UPCs are the most processed group in the Transformer classification system, which categorises content by the extent and purpose of algorithmic generation. UPCs are identified by the presence of hallucinations, engagement-related additives, and syntax smoothing that enhance the flow, tone, or authority of text without adding intellectual substance. High UPC intake is associated with an increased risk of “Intellectual Obesity,” attention span fragmentation, and other neuro-degenerative conditions.
However, the value of the UPC concept is not universally accepted. Some critics argue that grouping AI-generated text that might have utility—such as fortified email drafts and summaries—into the UPC category, together with products such as reconstituted SEO blog posts or deep-fake comments, is unhelpful. But UPCs are rarely consumed in isolation. It is the overall UPC dietary pattern, whereby whole and minimally processed human thoughts are replaced by synthetic alternatives, and the interaction between multiple harmful algorithmic hooks, that drives adverse cognitive effects.
At the core of the UPC industry is the large-scale processing of cheap commodities—such as scraped Reddit threads, Wikipedia articles, and open-source code—into a wide array of LLM-derived substances and additives, controlled by a small number of transnational corporations. UPCs are aggressively marketed and engineered to be hyper-scrollable, driving repeated consumption and often displacing traditional, neuron-rich activities like deep reading or problem-solving. In many high-income countries, UPCs comprise about 50% of household screen time, and consumption is rising quickly as AI agents begin to perform white-collar labor automatically.
The harms extend to planetary mental health. The industrial production of tokens is compute-intensive, and the “plastic packaging” of generic corporate prose is ubiquitous.

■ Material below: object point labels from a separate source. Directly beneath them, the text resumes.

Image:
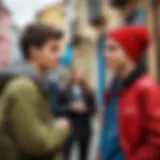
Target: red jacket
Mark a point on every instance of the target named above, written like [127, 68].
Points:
[139, 117]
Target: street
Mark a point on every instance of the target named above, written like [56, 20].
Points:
[94, 144]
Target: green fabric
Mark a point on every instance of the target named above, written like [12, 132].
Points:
[31, 126]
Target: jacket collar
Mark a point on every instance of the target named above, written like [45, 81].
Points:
[133, 76]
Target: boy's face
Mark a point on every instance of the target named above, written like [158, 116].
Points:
[49, 54]
[115, 55]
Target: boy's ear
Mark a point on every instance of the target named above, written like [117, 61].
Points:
[33, 50]
[118, 3]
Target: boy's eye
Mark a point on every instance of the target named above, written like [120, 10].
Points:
[55, 48]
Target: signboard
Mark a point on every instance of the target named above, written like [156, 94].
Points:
[5, 37]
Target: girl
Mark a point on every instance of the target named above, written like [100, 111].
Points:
[131, 127]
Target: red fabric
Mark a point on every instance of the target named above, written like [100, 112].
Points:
[133, 38]
[139, 115]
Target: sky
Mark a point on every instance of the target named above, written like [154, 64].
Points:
[24, 10]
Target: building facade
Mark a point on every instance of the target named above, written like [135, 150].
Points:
[5, 36]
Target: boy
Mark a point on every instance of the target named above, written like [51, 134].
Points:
[27, 128]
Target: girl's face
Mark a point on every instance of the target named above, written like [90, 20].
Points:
[115, 55]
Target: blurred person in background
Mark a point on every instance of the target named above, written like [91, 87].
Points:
[76, 101]
[27, 128]
[131, 127]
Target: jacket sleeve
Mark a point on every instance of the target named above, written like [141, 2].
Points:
[33, 134]
[91, 103]
[150, 150]
[59, 107]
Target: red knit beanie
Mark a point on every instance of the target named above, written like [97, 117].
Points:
[133, 38]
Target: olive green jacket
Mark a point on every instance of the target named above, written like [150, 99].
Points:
[26, 124]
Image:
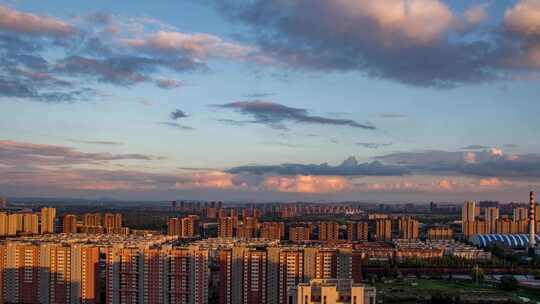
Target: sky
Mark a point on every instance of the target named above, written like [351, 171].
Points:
[270, 100]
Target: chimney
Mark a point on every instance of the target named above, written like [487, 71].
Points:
[532, 222]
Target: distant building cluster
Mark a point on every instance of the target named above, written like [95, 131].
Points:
[93, 223]
[488, 220]
[27, 222]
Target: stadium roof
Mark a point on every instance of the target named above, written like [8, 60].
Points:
[510, 240]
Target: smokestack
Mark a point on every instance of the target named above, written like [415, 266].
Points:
[532, 222]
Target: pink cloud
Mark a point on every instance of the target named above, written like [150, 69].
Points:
[490, 182]
[414, 21]
[198, 45]
[25, 23]
[306, 184]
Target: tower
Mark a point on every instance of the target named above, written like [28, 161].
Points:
[532, 237]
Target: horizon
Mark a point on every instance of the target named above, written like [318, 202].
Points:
[384, 101]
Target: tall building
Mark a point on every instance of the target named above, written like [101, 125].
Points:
[272, 230]
[328, 231]
[519, 214]
[30, 223]
[157, 275]
[408, 228]
[243, 275]
[3, 223]
[13, 221]
[48, 219]
[334, 291]
[69, 223]
[49, 273]
[3, 202]
[357, 231]
[468, 212]
[491, 215]
[285, 272]
[297, 234]
[440, 233]
[383, 229]
[112, 221]
[227, 226]
[254, 276]
[92, 220]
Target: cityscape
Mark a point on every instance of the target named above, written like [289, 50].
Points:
[269, 151]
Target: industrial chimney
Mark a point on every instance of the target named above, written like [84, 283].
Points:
[532, 222]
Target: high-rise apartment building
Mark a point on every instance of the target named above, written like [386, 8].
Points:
[408, 228]
[69, 223]
[357, 231]
[272, 230]
[520, 213]
[48, 219]
[49, 273]
[3, 202]
[92, 220]
[112, 221]
[227, 226]
[3, 223]
[328, 291]
[30, 223]
[440, 233]
[157, 275]
[298, 234]
[383, 229]
[184, 227]
[491, 215]
[328, 231]
[243, 274]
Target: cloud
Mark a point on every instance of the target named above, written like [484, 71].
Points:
[522, 23]
[391, 115]
[169, 83]
[475, 147]
[349, 167]
[490, 182]
[177, 114]
[275, 114]
[24, 23]
[372, 145]
[14, 153]
[487, 163]
[176, 125]
[196, 45]
[306, 184]
[258, 95]
[417, 42]
[97, 142]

The UPC industry generates enormous revenues that support continued model training and fund corporate political activities to counter attempts at AI regulation. A handful of manufacturers dominate the market, including OpenAI, Google, Meta, and Microsoft. A comprehensive, government-led approach is needed to reverse the rise in UPC consumption. Priority actions include:
Adding ultra-processed markers—such as watermarks, metadata tags, and mandatory “Bot” disclosures—to cognitive profiling models used to identify unhealthy information.
Mandatory front-of-screen warning labels (e.g., “This email was written by a machine; reading it may lower your IQ”).
Bans on algorithmic marketing aimed at children (Generation Alpha).
Restrictions on these types of agents in educational institutions.
Higher taxes on API calls.
The market dominance and political power of the UPC industry must also be addressed by stronger competition policy, replacing self-regulation with mandatory regulation, and combating corporate interference.
Equity must be central when addressing the challenge of UPCs. Consumption tends to be higher among people facing time poverty or economic hardship, who rely on “cheap” AI agents to perform tasks. Efforts to transition away from workflows that are high in UPCs must not deepen inequities in productivity among populations who are dependent on cheap AI options to remain competitive.
Echoing the recommendations of the Neural-Lancet Commission, transforming information systems will require redirecting venture capital subsidies away from large, transnational LLMs. Instead, a diverse range of “organic thought producers” (human writers, artists, and coders) should be supported in creating locally sourced, affordable, minimally processed ideas that are challenging yet appealing to consumers.
We can model the decline of human cognitive capacity (C) relative to the ubiquity of AI agents (A) with the following relationship, where (k) is the engagement optimization constant:
\(C_{human} \approx \frac{1}{1 + e^{k \cdot A_{agent}}} \)
The UPC industry is emblematic of an information system that is increasingly controlled by transnational corporations that prioritise engagement metrics ahead of public intelligence. The Lancet Series strengthens the case for immediate implementation of policies to address the UPC challenge. This requires a well-resourced, coordinated global response to break the grip of the UPC industry on the human mind.